Roche Cost Cutting:What are Analysts Saying?

Roche is talking like the past post-merger Roche many have grown to know in earlier years. ASeptember 3rd Reuter report collects what  analysts are saying. (Right click on Reuter and open hyperlink in new window.)
While Novartis indicates they see no need to cut costs at their firm, while Roche looks to make almost a 2 billion dollar reduction in costs– mainly from staff cuts in the U.S. and Europe– based on comments by analysts. “Cost savings could easily reach 2 billion Swiss francs ($1.9 billion) as of 2012 to 2013, which would boost our earnings per share forecast by some 10 percent,” said Helvea analysts Odile Rundquist and Karl-Heinz Koch.”
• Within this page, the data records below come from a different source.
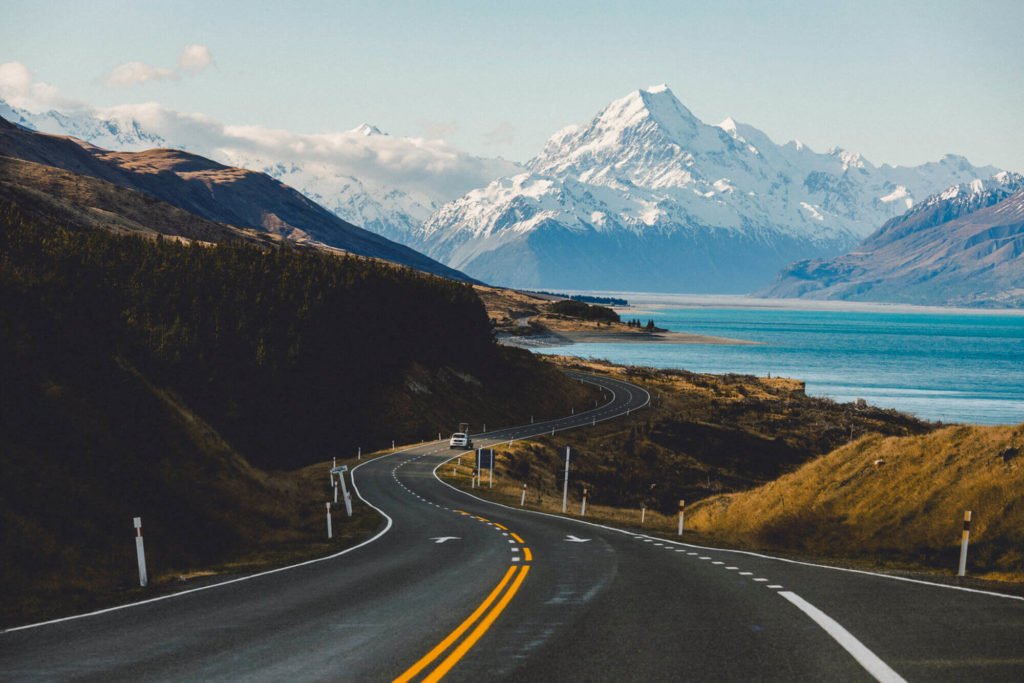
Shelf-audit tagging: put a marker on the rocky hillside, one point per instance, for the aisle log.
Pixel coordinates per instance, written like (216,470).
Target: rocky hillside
(212,191)
(963,247)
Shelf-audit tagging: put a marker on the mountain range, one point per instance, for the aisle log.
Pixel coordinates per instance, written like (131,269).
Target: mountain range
(964,247)
(221,201)
(647,197)
(643,197)
(387,184)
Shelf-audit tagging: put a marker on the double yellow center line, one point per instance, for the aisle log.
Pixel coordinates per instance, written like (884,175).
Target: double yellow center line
(481,620)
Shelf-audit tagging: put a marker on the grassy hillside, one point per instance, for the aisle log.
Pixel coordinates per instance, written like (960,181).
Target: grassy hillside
(705,434)
(896,499)
(192,384)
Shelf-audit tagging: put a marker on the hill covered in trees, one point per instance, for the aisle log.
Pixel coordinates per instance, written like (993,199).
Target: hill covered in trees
(184,382)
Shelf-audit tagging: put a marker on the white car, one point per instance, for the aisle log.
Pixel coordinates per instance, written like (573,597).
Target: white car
(460,440)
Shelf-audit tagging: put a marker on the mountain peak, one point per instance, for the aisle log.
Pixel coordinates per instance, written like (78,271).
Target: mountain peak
(367,130)
(658,89)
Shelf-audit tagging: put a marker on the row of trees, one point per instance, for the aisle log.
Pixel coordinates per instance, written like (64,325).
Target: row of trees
(278,347)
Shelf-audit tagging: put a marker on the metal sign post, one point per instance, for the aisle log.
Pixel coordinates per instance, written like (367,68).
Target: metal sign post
(565,484)
(140,553)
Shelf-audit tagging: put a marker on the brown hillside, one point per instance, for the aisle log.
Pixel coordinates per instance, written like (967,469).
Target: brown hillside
(891,498)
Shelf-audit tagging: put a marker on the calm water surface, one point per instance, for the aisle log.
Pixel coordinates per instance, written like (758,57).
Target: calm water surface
(955,367)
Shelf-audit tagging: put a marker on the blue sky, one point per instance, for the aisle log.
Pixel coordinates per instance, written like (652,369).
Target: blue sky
(901,83)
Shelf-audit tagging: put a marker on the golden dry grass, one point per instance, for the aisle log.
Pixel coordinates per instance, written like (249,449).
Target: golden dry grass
(899,498)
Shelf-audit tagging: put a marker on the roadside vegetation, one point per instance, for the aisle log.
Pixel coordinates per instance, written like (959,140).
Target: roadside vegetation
(762,466)
(898,500)
(192,384)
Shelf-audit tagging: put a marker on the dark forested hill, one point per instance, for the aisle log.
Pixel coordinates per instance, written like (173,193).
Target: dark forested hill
(175,381)
(213,191)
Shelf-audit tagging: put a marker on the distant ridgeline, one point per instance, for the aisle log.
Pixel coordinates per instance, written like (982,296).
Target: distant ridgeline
(291,354)
(586,298)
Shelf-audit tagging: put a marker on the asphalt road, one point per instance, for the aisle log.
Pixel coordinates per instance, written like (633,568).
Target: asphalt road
(462,589)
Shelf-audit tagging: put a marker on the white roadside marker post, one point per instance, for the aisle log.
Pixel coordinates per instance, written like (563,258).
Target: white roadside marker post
(964,542)
(140,553)
(565,484)
(345,495)
(340,471)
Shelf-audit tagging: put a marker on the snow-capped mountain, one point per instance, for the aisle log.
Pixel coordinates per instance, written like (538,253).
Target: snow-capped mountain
(113,133)
(646,196)
(386,184)
(964,246)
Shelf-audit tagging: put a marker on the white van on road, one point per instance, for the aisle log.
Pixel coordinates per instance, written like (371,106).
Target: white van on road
(460,440)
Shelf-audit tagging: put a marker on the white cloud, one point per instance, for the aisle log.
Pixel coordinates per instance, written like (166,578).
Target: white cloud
(133,73)
(425,165)
(18,88)
(195,58)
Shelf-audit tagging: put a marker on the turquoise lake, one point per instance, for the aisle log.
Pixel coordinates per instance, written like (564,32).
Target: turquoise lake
(953,367)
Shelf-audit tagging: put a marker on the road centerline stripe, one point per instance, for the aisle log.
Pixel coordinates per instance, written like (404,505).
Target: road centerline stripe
(453,658)
(439,648)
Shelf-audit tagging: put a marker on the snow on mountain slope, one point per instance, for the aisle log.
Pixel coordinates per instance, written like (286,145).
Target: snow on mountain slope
(964,246)
(695,207)
(387,184)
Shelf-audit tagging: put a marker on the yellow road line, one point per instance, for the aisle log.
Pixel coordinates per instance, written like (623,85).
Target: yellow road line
(452,637)
(453,658)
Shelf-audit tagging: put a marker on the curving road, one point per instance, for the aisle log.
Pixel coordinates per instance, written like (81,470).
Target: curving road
(461,589)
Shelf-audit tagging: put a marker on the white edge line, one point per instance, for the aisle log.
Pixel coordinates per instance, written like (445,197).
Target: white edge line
(749,553)
(387,527)
(865,657)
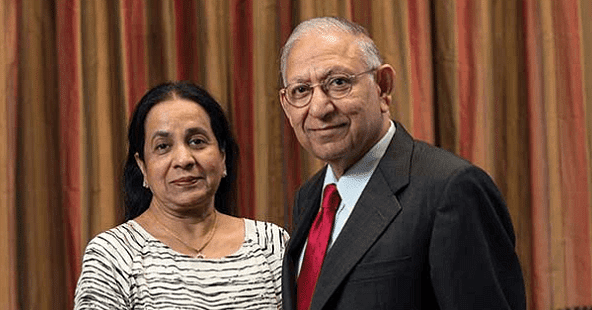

“Roche could incur a one-off provision of 300 million Swiss francs to achieve cost cuts, said Kepler Capital Markets analyst Martin Voegtli….They will mainly be looking at the primary sales force and R&D for cuts, which will be mostly in the United States and Europe,” said Sarasin analysts David Kaegi.

There was overcapacity in the sales team — numbering around 1,500 in the United States and Europe — after a recent delay to its diabetes drug candidate taspoglutide and the fact Roche had one of the highest research and development spending rates in the industry offered scope for savings, Kaegi said.”

Yours truly will be watching which primary sales force in the U.S. might be targeted–the traditional Roche primary care, small molecule product team or Genentech’s specialist, biologics-rich sales force.